As you’ve no doubt noticed, I’ve been using the Acros film simulation quite a bit on my photo walks with the X-T2. The film simulation modes are a big part of what I love about the Fuji system, and I’ll use them (or the Adobe profiles when working with RAW files) on the majority of my non-landscape shots. So when Fuji comes out with a new film simulation mode I’m always eager to try it out. And the fact that Acros was Fuji’s first black and white film simulation made me particularly excited.
I’ve enjoyed using the Acros + red filter simulation so far, but I can’t say I’ve noticed a big difference between it and the normal monochrome mode that I’ve used in the past. I’ll have to do some side-by-side comparisons and see if I can tell a difference. In particular, I’m curious to see if the orthopanchromatic nature of the real Acros film is mirrored in the film simulation Fuji created. If so, I’m not sure there’s really any reason for me to use the Acros film simulation over the monchrome setting since I generally prefer shooting with a red filter…which kind of negates the purpose of orthopanchromatic films. More on that in blog posts to come.
This shot, clearly, was not taken with the Acros film simulation. I used the Classic Chrome film simulation, which was originally released in the X100T era. Many have drawn comparisons between Classic Chrome and the legendary Kodachrome film. Sadly, I got into film too late to be able to shoot Kodachrome (it has since been discontinued and can’t even be processed any more), so I can’t really comment on any similarities.
What I can say is that Classic Chrome produces a very aesthetically pleasing color palette that somehow manages to be both subtle and vibrant. To my eye, the colors are generally true to the eye aside from the blues, which tend to lean green. It seems to handle reds and oranges especially well, which makes it perfect for shooting the exposed brick and cobblestone streets in the Omaha Old Market district where I’m currently living (and where today’s image was shot). I really struggle to find good digital colors for shots made in this area, and I often resort to using a VSCO Portra film simulation of some kind (Portra 800 +1 Over is my current favorite). These simulations work very well, but have a softer and less vibrant feel than Fuji’s Classic Chrome that doesn’t quite fit for certain images.

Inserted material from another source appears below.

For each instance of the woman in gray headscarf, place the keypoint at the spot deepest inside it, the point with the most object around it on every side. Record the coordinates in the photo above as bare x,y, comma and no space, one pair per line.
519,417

It may seem a bit strange that I pay so much attention to the film simulation settings of the camera and other post-production software. A lot of people may completely ignore the in-camera settings and focus on managing the colors in post-production. For me, though, I like to visualize how I ultimately want the colors to interact while I’m setting up the shot. This helps me ensure that I’m using the color purposefully, as opposed to simply capturing it accidentally. I want color to be a part of the story I’m telling, and mentally sketching out the color interactions while making the image helps me achieve that. This is why good color film simulations go a long way in helping me craft a color image. If the in-camera color settings are pedestrian or far off from the image I have in my head, it’ll make it that much tougher to produce a quality color image that tells a cohesive story.